For part of the summer in parts of Antarctica, the ice melts into a swampy, slushy stew and refreezes as the temperatures rise and fall. As it melts, it generates hundreds of thousands of tiny little “icequakes”.
Now, scientists have captured the daily pattern of these miniature tremors using the same kind of seismographs used to detect earthquakes. They find that the icequakes are caused by the sudden snap of frozen films of ice covering pools of slush.

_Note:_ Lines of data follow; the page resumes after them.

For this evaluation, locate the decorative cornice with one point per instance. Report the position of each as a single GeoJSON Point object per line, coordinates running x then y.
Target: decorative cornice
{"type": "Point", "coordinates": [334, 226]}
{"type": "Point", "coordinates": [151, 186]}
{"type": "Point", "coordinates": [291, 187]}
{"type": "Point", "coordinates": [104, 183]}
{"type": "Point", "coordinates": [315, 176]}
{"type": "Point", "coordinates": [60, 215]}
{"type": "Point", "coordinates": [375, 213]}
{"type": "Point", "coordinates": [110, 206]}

“In these ponds, there’s often a layer of ice on top of melted water below, like you see with a lake that’s only frozen on top,” University of Chicago glaciologist Douglas MacAyeal said in a statement. “As the temperature cools at night, the ice on the top contracts, and the water below expands as it undergoes freezing. This warps the top lid, until it finally breaks with a snap”.
Breaking up
MacAyeal and his team were interested in the daily rhythms of the ice because little is known about the mechanics of a breakup of a large ice sheet. Such breakups have occurred in Antarctica multiple times over the past several decades. The Larsen C ice shelf calved an enormous iceberg into the Weddell Sea in 2017. The nearby Larsen B shelf collapsed unexpectedly in 2002. When floating ice sheets collapse, they don’t directly contribute to sea-level rise, because they were already in a marine environment. But they do allow the landbound glaciers behind the ice sheets to flow faster, dumping meltwater into the sea.